The one book out of Conrad's books that I really loved reading, and the one I think cemented my bullfight curiosity was the Encyclopedia of Bullfighting. It had all Spanish words that deal with the bullfight but then it had the explanation in English. So it was perfect for me to learn more about what at that time was a completely unknown thing. The photos were amazing to look at too, all black and white, but mesmerizing all the same. I was hooked. 

I don't know how many times I checked that one book out, probably a dozen times easily. I may have been the only one at the Weber County Library to ever check it out, I don't know. But once Ebay became a thing years ago one of the first things I bought was my own copy of the encyclopedia, and I've gone through it many times over these past several years.


That book pretty much had to tide me over until the internet was invented. Up until the internet I had nothing else, I was deprived. So once the internet came about in the mid to late 90's I was thirsty for more bullfight information and finally got it. Mostly from Madrid's Las Ventas website, but also from El Juli's personal website, and that of Enrique Ponce too.

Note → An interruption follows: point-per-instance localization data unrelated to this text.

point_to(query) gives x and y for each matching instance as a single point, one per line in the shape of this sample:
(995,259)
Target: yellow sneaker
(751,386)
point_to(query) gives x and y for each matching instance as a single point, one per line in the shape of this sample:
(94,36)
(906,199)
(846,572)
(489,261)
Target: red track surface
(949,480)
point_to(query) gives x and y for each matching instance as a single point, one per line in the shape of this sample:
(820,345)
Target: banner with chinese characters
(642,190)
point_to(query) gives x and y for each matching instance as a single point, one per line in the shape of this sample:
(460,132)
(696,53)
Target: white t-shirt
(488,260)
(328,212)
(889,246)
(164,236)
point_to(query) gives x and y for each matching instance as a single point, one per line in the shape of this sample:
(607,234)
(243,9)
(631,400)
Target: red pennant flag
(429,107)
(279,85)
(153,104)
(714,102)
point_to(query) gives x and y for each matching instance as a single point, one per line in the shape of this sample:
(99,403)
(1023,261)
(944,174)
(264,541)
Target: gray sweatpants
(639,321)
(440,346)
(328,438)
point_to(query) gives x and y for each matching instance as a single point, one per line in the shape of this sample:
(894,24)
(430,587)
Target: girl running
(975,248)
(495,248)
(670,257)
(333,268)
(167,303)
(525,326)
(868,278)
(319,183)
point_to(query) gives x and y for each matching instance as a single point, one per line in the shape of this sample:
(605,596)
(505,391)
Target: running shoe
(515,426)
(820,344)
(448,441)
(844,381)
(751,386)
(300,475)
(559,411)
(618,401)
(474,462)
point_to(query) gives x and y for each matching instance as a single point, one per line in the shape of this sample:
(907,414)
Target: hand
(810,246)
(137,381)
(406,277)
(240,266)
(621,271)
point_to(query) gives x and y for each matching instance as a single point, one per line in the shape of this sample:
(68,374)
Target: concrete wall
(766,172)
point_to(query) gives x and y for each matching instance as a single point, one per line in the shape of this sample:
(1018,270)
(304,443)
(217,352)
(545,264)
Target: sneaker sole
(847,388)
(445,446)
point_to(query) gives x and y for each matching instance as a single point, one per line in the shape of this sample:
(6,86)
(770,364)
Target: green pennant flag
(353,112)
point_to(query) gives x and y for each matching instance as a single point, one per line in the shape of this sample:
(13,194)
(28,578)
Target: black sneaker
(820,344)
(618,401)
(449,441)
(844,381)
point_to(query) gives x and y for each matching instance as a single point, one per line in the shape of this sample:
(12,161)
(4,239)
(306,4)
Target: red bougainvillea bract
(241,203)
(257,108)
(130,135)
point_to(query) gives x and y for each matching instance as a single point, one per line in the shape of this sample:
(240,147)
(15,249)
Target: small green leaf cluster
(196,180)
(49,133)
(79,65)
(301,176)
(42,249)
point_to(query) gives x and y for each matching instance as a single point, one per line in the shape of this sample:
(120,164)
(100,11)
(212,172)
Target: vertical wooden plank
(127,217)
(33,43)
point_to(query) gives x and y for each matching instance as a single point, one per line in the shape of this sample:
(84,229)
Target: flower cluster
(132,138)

I remember those two had pretty impresive websites with lots of photos and information, enought to quench my thirst.

These days I think most bullfighters opt for Instagram, Facebook, etc. I don't think any really have their own websites anymore.

And of course there are quite a few blogs out there too, mostly from Spanish bloggers. I used to follow a lot of them but don't very much anymore.

Mundotoro.com I check out everyday, it really has the best news available. Facebook is a wealth of information as well, there are plenty of Facebook pages you can follow that are updated daily. 

So those are the basics, the back story on my bullfight affliction. There is more out there, like how I also use to run with the bulls when I was a kid, well, not bulls, but milk cows. But it was kind of the same thing. And how I tried to train a dog we used to have to charge at my red jacket like a bull so I could practice some passes. That kind of worked but kind of didn't, the dog would mostly jump up at me once he got to my jacket. Damn dog, stop jumping on me, charge at my jacket! The things I used to have to do. 

I once lost a girlfriend too over the bullfight. I asked her if she ever drempt of being a bullfighter like I did. She never returned any of my calls after that.